Balfany was sanguine about the EMV transition overall, discussing its benefits for fraud reduction and saying that consumers are ready for the switch:
The good news is that consumers are optimistic about the change ahead and are actively embracing new technologies and services that will counter security concerns. In a recent MasterCard Survey on the Emotions of Safety and Security, the research showed that a majority of consumers (69%) use chip cards or plan to use them soon, with one-third (32%) already using them regularly. There is no expectation that consumers will be chip card or terminal experts the first time they use their new chip cards, but adoption is positive and promising. New payment technologies are becoming part of Americans’ everyday vernacular. Based on how EMV migration went in other countries, consumers will catch on quickly and get used to a new routine. Inserting the chip card really takes no more time than swiping.

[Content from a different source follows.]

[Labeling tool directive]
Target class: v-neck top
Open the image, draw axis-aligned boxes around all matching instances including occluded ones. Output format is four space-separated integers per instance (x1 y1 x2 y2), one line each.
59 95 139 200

Balfany also positioned EMV cards as the foundation for the next generation of payments.
“The payment security offered by mobile payments, such as Apple Pay and MasterCard digital and contactless payments, is based on chip card security,” she said. “It is the continual investment in multiple layers of new technologies that keep all of us safer.”
She also said that consumers, post-Target, are savvy about their security, and that will ease difficulties with EMV adoption. “Consumers, regardless of age, recognize the importance of protecting their financial information,” she said. “And in today’s digital world, taking an active role in one’s own protection goes hand in hand with embracing new technologies. Chip cards enable safer, smarter and more secure transactions regardless if shoppers pay by card, contactless, mobile or remote payment channels.”
Payments gateway BridgePay Network Solutions did not paint such a sunny picture when speaking to Business Solutions in a story yesterday:
As of July [according to BridgePay]:
- 117 million EMV cards have been issued (28% of total cards)
- 78 million of which are credit and 39 million are debit
- 250,000 merchants have been EMV enabled (this represents about 5% of the U.S. merchant base)
- A few hundred terminals supporting EMV PIN debit have been enabled
That doesn’t sound so good, but BridgePay went on to say that when EMV rolled out in Canada and Australia, “no disaster occurred.”
Balfany also referenced the experience in countries that have already adopted EMV. “Based on how EMV migration went in other countries, consumers will catch on quickly and get used to a new routine,” she said. “Inserting the chip card really takes no more time than swiping.”
Gas stations and ATMs will have until Oct. 1, 2017, to make the switch, and it seems that by that time, magstripe may still be alive and well at other points of sale, as well.